Gutierrez, meanwhile, told local television he had been removed from office "unconstitutionally and without political trial, and without having committed dereliction of duty.
"I am not a thief. I have not stolen. To the contrary, I was collecting the debts from the thieves," he said by telephone from the Brazilian ambassador's residence in his first statement since being toppled on Wednesday by a vote of Ecuador's Congress.
Gutierrez's vice president, Alfredo Palacio, named president by Congress, was still governing without international recognition. The OAS has voted to send a mission here as soon as possible to look into Gutierrez's ouster and withheld its recognition for now.
The United States said it was ready to work with new authorities in Ecuador but also declined to explicitly say it recognised the new government. Quito has not said whether any nation has recognised the change in leadership.
'Coward'
Former vice-president Blasco Penaherrera, sent by Quito to Washington to explain Gutierrez's removal to the OAS, said from the US capital that Ecuador must allow the deposed leader to go into exile in Brazil.

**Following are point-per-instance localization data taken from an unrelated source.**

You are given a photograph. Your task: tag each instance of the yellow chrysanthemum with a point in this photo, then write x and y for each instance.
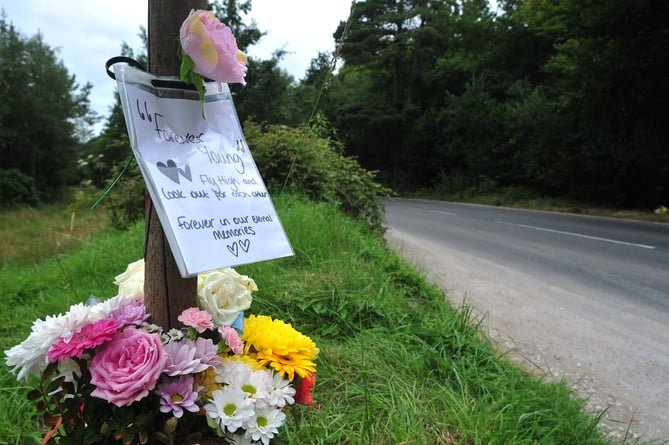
(278, 345)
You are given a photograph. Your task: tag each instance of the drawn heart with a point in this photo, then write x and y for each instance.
(172, 171)
(233, 249)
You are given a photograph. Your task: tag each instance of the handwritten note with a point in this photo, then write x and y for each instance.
(210, 198)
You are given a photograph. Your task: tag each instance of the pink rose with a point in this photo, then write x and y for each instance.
(212, 48)
(127, 367)
(196, 319)
(231, 338)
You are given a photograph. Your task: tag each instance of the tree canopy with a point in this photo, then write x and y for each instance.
(563, 96)
(44, 113)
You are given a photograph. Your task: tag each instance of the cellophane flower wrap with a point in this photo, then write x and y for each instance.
(107, 375)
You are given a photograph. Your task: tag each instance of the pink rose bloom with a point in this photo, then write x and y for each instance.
(212, 47)
(89, 337)
(231, 338)
(127, 367)
(196, 319)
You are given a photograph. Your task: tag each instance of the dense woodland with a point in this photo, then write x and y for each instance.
(561, 97)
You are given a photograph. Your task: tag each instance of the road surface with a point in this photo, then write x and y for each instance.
(574, 297)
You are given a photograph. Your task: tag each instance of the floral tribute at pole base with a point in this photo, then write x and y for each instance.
(107, 375)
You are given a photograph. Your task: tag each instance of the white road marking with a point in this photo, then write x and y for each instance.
(580, 235)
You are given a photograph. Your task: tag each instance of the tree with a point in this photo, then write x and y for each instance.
(44, 114)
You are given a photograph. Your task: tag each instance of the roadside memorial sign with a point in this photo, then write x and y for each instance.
(209, 196)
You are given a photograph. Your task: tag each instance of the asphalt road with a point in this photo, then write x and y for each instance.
(586, 296)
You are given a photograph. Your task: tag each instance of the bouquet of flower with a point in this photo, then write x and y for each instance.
(107, 375)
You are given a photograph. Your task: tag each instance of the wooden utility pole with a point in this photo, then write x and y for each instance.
(166, 294)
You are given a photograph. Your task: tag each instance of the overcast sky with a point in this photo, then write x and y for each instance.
(89, 32)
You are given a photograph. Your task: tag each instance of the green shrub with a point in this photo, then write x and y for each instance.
(17, 188)
(126, 200)
(300, 160)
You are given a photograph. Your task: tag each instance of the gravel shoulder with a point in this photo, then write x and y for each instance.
(562, 335)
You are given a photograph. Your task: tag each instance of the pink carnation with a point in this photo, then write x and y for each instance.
(127, 367)
(231, 338)
(89, 337)
(196, 319)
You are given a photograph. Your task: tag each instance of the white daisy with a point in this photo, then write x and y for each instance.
(239, 439)
(282, 392)
(257, 384)
(233, 371)
(264, 424)
(30, 356)
(230, 408)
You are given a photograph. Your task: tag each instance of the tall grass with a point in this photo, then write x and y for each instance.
(398, 365)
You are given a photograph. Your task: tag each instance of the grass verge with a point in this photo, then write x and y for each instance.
(398, 365)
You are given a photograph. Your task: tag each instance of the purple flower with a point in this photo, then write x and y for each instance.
(178, 394)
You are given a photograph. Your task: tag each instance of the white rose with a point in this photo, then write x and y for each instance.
(131, 282)
(225, 294)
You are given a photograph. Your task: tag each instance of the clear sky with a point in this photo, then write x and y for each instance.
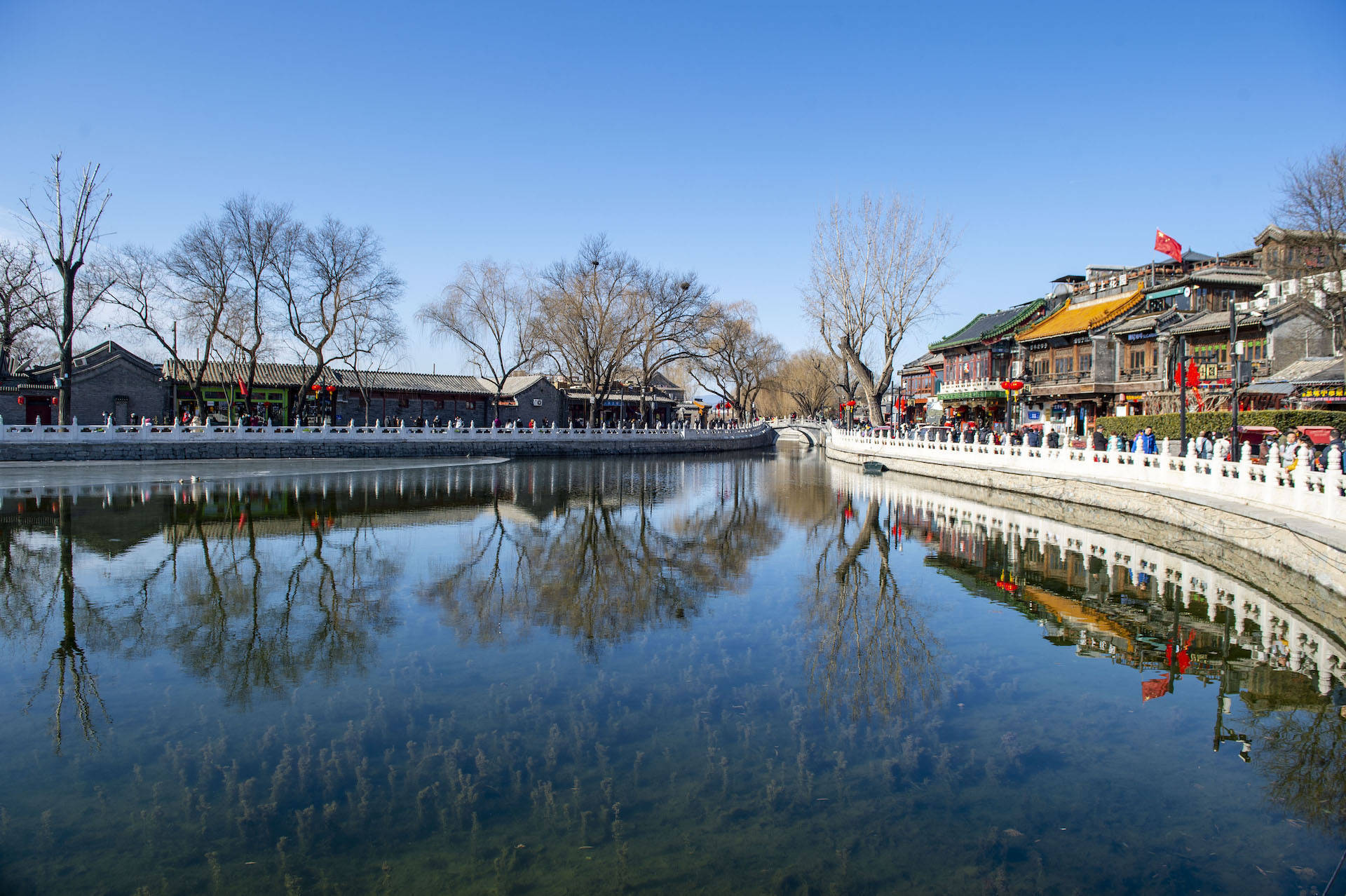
(702, 136)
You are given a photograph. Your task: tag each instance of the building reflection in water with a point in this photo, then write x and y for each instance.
(254, 584)
(1280, 698)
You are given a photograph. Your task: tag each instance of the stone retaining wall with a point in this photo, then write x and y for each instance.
(1185, 525)
(513, 444)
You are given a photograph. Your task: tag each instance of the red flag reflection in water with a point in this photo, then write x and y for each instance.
(1154, 688)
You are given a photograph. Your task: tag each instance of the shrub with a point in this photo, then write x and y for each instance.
(1166, 426)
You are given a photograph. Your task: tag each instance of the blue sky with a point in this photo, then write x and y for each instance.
(702, 136)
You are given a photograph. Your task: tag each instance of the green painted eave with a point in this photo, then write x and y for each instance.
(964, 338)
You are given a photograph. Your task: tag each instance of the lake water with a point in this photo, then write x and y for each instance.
(753, 673)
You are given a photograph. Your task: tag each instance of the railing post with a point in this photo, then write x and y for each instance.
(1303, 471)
(1333, 483)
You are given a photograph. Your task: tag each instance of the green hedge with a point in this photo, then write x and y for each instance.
(1166, 426)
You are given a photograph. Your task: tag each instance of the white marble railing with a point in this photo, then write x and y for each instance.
(1291, 486)
(178, 433)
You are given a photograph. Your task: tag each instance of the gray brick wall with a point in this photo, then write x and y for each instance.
(550, 408)
(500, 446)
(96, 392)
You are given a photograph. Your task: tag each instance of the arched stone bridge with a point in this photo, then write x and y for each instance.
(807, 431)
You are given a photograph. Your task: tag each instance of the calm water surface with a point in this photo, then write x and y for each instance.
(743, 674)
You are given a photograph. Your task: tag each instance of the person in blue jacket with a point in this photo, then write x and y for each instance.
(1146, 443)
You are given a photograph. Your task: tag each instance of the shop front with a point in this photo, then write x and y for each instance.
(229, 404)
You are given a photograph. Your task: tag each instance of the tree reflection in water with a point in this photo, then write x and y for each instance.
(607, 562)
(252, 604)
(1302, 752)
(874, 651)
(67, 672)
(257, 616)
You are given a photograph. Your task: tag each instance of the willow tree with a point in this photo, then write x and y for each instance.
(489, 311)
(738, 360)
(589, 316)
(878, 271)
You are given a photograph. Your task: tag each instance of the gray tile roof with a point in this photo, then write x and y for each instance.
(1136, 325)
(295, 376)
(988, 326)
(1211, 320)
(920, 365)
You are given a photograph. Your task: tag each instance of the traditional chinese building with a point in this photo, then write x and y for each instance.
(921, 383)
(345, 396)
(977, 358)
(1069, 355)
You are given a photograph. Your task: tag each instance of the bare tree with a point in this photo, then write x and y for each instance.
(1314, 202)
(490, 313)
(370, 342)
(327, 278)
(740, 360)
(67, 232)
(587, 313)
(23, 292)
(878, 271)
(254, 232)
(201, 283)
(805, 377)
(673, 313)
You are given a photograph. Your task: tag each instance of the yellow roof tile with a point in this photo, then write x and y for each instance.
(1070, 318)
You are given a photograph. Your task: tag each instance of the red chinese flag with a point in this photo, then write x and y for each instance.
(1167, 245)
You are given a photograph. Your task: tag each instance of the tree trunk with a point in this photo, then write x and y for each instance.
(67, 323)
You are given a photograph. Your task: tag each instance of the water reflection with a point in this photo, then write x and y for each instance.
(742, 674)
(874, 649)
(607, 562)
(67, 674)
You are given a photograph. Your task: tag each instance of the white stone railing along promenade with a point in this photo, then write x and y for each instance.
(179, 433)
(1290, 483)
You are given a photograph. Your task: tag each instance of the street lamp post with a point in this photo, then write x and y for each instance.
(1010, 386)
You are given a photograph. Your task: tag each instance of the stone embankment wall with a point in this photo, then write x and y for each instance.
(228, 444)
(1185, 522)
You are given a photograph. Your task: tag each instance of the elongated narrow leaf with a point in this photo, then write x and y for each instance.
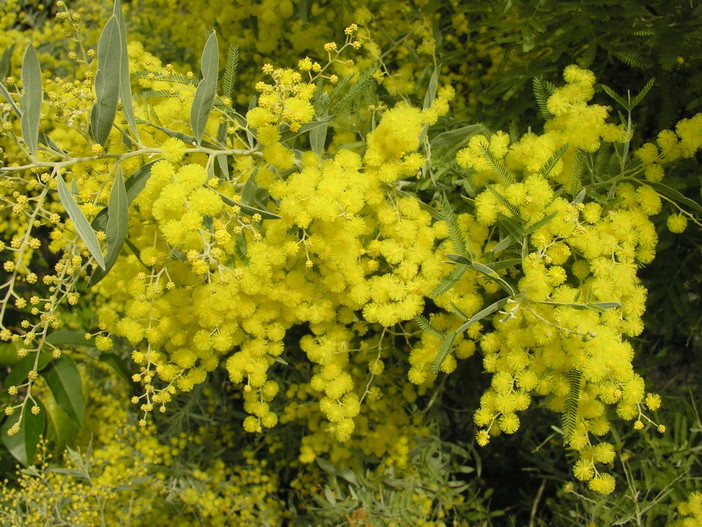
(125, 87)
(85, 231)
(31, 99)
(206, 89)
(482, 314)
(107, 82)
(23, 445)
(19, 371)
(444, 350)
(430, 95)
(117, 218)
(247, 209)
(63, 380)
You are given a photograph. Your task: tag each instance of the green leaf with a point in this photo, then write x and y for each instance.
(18, 373)
(444, 350)
(492, 274)
(675, 195)
(247, 209)
(117, 218)
(448, 281)
(31, 99)
(59, 427)
(23, 445)
(63, 380)
(85, 231)
(5, 61)
(230, 70)
(107, 82)
(430, 95)
(482, 314)
(427, 327)
(67, 337)
(569, 417)
(206, 89)
(125, 87)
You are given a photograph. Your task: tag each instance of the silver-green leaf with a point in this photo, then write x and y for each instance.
(85, 231)
(206, 89)
(31, 99)
(107, 82)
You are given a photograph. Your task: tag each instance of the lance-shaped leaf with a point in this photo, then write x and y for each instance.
(206, 89)
(125, 88)
(31, 99)
(63, 380)
(107, 81)
(85, 231)
(23, 445)
(117, 217)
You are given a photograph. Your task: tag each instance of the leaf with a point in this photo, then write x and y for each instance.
(125, 88)
(31, 99)
(430, 95)
(482, 314)
(67, 337)
(230, 70)
(247, 209)
(206, 89)
(492, 274)
(569, 417)
(18, 373)
(551, 162)
(59, 427)
(448, 281)
(427, 327)
(63, 380)
(83, 228)
(5, 61)
(117, 218)
(675, 195)
(639, 96)
(23, 445)
(444, 350)
(107, 82)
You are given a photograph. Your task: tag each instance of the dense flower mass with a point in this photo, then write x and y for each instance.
(297, 266)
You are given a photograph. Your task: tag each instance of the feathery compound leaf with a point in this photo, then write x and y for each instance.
(206, 89)
(569, 416)
(555, 157)
(506, 178)
(107, 82)
(542, 91)
(230, 70)
(444, 350)
(457, 239)
(125, 87)
(426, 326)
(31, 99)
(448, 281)
(85, 231)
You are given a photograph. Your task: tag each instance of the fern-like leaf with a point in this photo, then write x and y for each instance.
(230, 70)
(427, 327)
(444, 350)
(569, 417)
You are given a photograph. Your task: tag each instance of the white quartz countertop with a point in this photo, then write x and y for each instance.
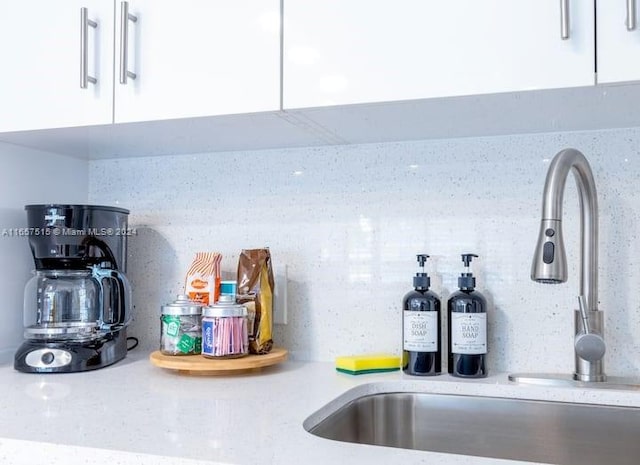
(135, 413)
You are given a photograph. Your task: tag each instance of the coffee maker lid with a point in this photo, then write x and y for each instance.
(76, 207)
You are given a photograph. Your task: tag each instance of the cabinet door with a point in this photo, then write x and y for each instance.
(339, 52)
(618, 41)
(199, 58)
(40, 52)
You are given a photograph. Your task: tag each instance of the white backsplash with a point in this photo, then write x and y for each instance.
(349, 220)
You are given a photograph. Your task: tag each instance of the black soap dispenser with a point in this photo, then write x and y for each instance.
(467, 327)
(422, 354)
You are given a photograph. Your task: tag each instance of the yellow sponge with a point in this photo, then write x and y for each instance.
(369, 363)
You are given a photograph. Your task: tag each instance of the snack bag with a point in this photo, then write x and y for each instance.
(255, 291)
(203, 278)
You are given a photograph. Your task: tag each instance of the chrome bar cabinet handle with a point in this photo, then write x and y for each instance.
(564, 19)
(631, 15)
(125, 17)
(85, 23)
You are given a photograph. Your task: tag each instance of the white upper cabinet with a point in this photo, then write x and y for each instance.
(356, 51)
(618, 40)
(197, 58)
(40, 48)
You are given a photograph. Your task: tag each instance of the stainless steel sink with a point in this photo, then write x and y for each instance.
(535, 431)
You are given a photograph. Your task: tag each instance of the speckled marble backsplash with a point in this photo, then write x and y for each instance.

But Attorney General Cecilia Armas has called for the deposed president's arrest for ordering police to forcibly disperse demonstrations this week in which two people were killed and scores were injured.
Demonstrators, who are seen in front of the residence day and night, have shouted "coward" and called for charges against the deposed president. Some have hoisted signs demanding "Prison for Gutierrez" and chanted: "Brazil, Don't Betray Ecuador."
Congress ousted the leftist Gutierrez after months of protests over his December dismissal of 27 of 31 Supreme Court justices.